2021.06.23 調査・統計
24歳以下のZ世代、4割が「SNS経由からECサイトで購入経験あり」
コロナ禍で急速に進んだECシフト。キャッシュレス決済の普及、D2Cブランドの台頭、ECプラットフォームの高度化など、ECを取り巻く分野はめまぐるしく進化している。(株)TAMが22日発表した『ECにおけるユーザーの行動や認識の変化に関する調査』では、急激な動きに対応し、その流れに沿っているユーザーの姿が浮かび上がった。

直近1年のEC購入率、Z世代75%・ミレニアル世代77%・X世代85%
調査は3月15~25日。18~54歳の900人(24歳以下の「Z世代」、25~39歳の「ミレニアル世代」、40歳以上の「X世代」の3区分でそれぞれ男女150人ずつ)を対象に実施した。
急速なECシフトで、ユーザー行動に変化はあるのか――。この1年、ECショップで購入経験があるのはZ世代が75%、ミレニアル世代が77%、X世代が85%。同時に、決済時にクレジットカード情報を入力することに不安がない人は1割に留まっていた。大多数が不安を感じているのが実状だが、「仕方なくカード情報を入力する」は47%を占めていた。
Z世代の4割がSNS経由からECサイトで購入歴あり
Z世代の約4割がSNSからECショップへ遷移し、そのまま商品購入をした経験があった。この回答は、リサーチチームを驚かせたという。SNSは情報収集の手段であると同時に、ダイレクトに購入に繋がる流入口として機能していたことが明確になった。
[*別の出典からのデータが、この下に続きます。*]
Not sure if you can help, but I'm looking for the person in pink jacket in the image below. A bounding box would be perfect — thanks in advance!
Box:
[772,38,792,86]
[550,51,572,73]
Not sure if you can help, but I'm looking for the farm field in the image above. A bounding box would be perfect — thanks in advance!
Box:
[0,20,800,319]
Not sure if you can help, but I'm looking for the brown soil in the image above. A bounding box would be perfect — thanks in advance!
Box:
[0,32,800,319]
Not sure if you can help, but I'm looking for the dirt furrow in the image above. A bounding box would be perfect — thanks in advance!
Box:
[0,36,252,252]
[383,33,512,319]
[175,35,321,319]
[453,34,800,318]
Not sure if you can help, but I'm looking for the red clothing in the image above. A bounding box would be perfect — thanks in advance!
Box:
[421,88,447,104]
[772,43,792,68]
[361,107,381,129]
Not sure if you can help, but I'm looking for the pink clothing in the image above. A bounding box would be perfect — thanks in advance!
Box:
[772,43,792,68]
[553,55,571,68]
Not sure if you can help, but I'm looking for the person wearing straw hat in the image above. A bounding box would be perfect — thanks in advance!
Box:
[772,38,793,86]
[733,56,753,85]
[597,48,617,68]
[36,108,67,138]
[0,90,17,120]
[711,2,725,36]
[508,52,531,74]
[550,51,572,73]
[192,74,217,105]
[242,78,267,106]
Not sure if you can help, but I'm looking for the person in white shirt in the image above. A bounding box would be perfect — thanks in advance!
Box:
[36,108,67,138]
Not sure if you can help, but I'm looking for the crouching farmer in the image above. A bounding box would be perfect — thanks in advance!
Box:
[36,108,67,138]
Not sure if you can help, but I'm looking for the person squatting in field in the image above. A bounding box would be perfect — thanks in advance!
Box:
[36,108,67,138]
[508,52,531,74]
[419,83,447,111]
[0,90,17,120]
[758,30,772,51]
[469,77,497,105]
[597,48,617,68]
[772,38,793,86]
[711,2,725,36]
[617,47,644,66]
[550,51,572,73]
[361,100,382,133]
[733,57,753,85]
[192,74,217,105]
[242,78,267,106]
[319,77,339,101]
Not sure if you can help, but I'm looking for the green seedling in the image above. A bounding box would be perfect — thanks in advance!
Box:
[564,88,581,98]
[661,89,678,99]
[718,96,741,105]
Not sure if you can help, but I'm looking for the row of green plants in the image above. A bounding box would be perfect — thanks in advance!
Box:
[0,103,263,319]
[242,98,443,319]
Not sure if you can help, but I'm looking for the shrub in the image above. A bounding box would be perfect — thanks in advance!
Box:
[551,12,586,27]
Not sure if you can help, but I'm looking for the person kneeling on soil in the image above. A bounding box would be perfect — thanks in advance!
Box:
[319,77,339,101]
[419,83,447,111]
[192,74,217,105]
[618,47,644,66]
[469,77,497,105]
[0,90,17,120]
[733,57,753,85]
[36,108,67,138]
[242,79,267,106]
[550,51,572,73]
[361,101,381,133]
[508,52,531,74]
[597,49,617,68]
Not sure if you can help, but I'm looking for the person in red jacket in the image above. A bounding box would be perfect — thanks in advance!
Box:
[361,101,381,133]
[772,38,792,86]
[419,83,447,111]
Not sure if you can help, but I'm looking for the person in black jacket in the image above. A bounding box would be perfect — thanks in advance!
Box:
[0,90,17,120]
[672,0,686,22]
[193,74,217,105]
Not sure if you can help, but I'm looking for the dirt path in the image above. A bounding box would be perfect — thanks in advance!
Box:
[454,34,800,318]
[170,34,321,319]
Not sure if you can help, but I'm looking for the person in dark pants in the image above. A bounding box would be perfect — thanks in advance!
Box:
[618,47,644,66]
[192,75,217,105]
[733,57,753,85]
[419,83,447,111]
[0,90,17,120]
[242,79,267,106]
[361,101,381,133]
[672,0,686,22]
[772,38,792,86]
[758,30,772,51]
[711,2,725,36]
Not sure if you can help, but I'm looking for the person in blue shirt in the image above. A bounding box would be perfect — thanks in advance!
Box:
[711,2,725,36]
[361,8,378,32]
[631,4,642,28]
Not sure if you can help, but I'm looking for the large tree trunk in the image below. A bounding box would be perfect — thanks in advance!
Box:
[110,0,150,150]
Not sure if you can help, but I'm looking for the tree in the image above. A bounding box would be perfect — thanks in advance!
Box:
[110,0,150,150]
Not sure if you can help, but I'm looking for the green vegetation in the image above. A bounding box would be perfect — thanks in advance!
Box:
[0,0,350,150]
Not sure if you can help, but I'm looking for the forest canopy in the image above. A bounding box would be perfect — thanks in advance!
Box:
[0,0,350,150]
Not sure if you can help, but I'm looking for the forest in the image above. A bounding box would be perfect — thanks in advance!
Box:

また、チャット機能を使用したことがない人は全体の約7割。しかし、Z世代男性はチャット機能への抵抗感が他の世代の男性や女性よりも薄く、相性がいいと言える。
こうした動きを見た上で、EC施策ではどんなことが考えられるのか――。大多数がECショップでのクレジット決済に情報セキュリティ面で不安を感じている実情から、購入手続き時にクレカ情報入力を求めないAmazon Pay、Apple Payなどの外部ID決済は有効だとした。さらに、「Z世代へのSNS施策は購入を想定した上で」「メーカー直販のECショップであることを印象付ける工夫」「Z世代×チャットは大きな可能性の予感」などを挙げている。
若年世代の女性はクレカ以外の電子決済に興味
それでは、ECショップの機能・サービスの評価は――。若年世代の女性には、クレカ以外の電子決済に興味を示す傾向が見られ、大多数が、あって当然と認識しているクレカ決済からニーズが移行しつつあると考えられる。Suicaや楽天Edy、キャリア決済、Amazon Pay、Apple Payなどの外部ID決済などが検討範囲に含まれる。
購入時に貯まる&使えるポイントへの評価は、各世代ともポイントがあるECショップのほうが評価は高かった。ショップから届くセールやクーポンなどのお知らせに関しては、女性はすべての世代で「なくても不満はなく、あるとうれしい」。ショップからのお知らせに使われるツールは、Z世代ではLINE、X世代ではメルマガが好まれる傾向が見られた。